# Alien: Covenant - Der Xenomorph könnte im Sequel gar nicht auftauchen



## Darkmoon76 (11. Oktober 2017)

Jetzt ist Deine Meinung zu *Alien: Covenant - Der Xenomorph könnte im Sequel gar nicht auftauchen* gefragt.


						Bitte beachtet: Der Kommentarbereich wird gemäß der Forenregeln moderiert.





			Dieser Inhalt steht nur eingeloggten Mitgliedern zur Verfügung.
        

 Zum Artikel: *Alien: Covenant - Der Xenomorph könnte im Sequel gar nicht auftauchen*


----------



## Phone (11. Oktober 2017)

Der weiß einfach nicht wie er es zu ende bringen soll...
Zu viele Logikfehler in den anderen Filmen machen das ganze nicht einfacher


----------



## bettenlager (11. Oktober 2017)

Ridley lass gut sein. Wird doch von Film zu Film immer schlimmer.


----------



## RatThing (11. Oktober 2017)

Mit diesem pseudo-intellektuellen KI Blödsinn zerstört Ridley Scott das Franchise dass er groß gemacht hat. Gebt "Alien" lieber wieder an Cameron oder Fincher.


----------



## Eurynome (11. Oktober 2017)

Das sind alles beide Evolutionsfilme und sollten auch gar nicht so aufs Alien abziehlen, nur mal so zur info ! Und logikfehler haben die Filme auch nicht, sie sind nur schwerer zu verstehen   
Und wer sagt das hier  eine Verbindung zu Alien 1979 geknüpft werden soll ? Ridley Scott weiß schon was er macht !!!!


----------



## Odin333 (11. Oktober 2017)

Eurynome schrieb:


> Ridley Scott weiß schon was er macht !!!!

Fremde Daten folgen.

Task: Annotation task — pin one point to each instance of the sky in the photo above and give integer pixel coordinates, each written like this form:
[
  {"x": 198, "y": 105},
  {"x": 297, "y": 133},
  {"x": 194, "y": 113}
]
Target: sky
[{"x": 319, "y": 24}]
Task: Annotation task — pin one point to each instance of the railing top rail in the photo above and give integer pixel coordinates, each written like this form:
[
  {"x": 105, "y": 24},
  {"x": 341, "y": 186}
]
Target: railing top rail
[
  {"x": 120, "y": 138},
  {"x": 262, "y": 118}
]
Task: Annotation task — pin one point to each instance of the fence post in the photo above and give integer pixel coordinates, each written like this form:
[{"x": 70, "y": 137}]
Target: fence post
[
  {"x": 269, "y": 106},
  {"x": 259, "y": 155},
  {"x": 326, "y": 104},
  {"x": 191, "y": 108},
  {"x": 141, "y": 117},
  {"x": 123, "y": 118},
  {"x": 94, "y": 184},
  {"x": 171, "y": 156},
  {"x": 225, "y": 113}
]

Wenn er selbst weiss was er macht, dann ist das Problem wohl, dass es anscheinend sonst niemand weiss...


----------



## 1xok (11. Oktober 2017)

Diese ganzen neuen Alien Filme haben mit dem ursprünglichen Skript von Dan O’Bannon nichts mehr zu tun. Das galt im Prinzip schon für den zweiten Teil, der aber immerhin noch als eigenständiger Aktionfilm gut funktionierte.

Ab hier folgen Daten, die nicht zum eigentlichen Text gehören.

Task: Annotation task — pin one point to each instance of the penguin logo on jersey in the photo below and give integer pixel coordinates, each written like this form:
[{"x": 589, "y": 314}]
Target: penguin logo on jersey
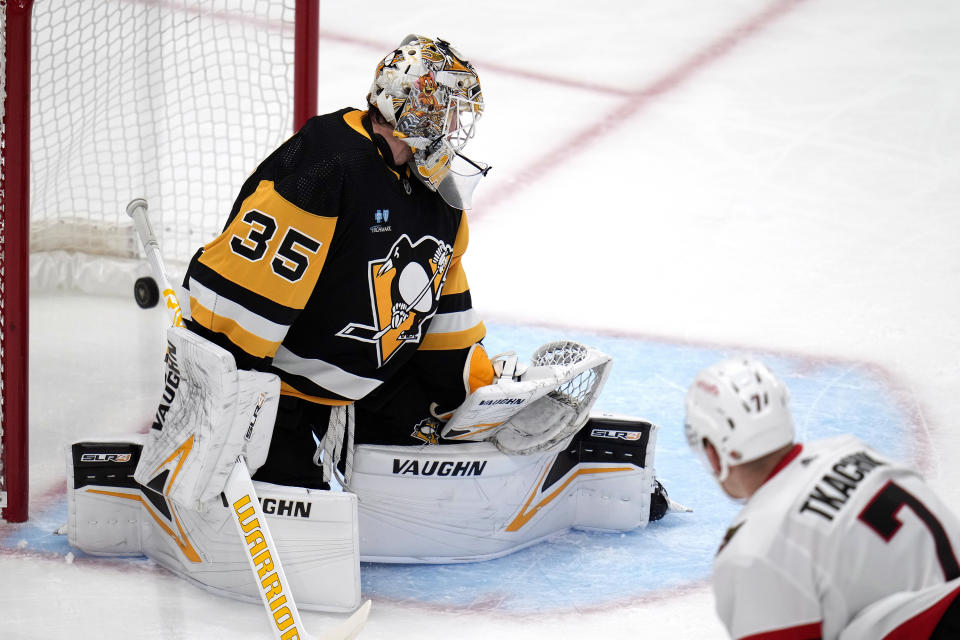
[{"x": 405, "y": 290}]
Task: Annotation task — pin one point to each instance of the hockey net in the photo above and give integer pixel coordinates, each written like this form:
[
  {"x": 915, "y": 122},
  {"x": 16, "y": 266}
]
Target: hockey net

Mich interessiert Scotts Schöpfungsgeschichte nicht. Das ist eh ein ganz alter (Alu-)Hut. Zu seinen besten Zeiten hatte Scott es vermieden allzu viel Einfluss auf das Drehbuch zu nehmen. Damals war er auch noch ein weitestgehend unbekannter Regisseur, der schlicht seinen Job erledigen musste. Und den erledigte er verdammt gut.  Zum ersten Alienfilm gibt es auf YouTube zahlreiche Szenen zu bewundern, die die damaligen Macher raus geschnitten hatten. Einfach weil diese Erklärungsversuche und Ausschmückungen lächerlich oder überflüssig waren. Alien wirkte vor allem durch seine Reduktion auf das Wesentliche. Alles Weitere blieb der Phantasie des Zuschauers überlassen.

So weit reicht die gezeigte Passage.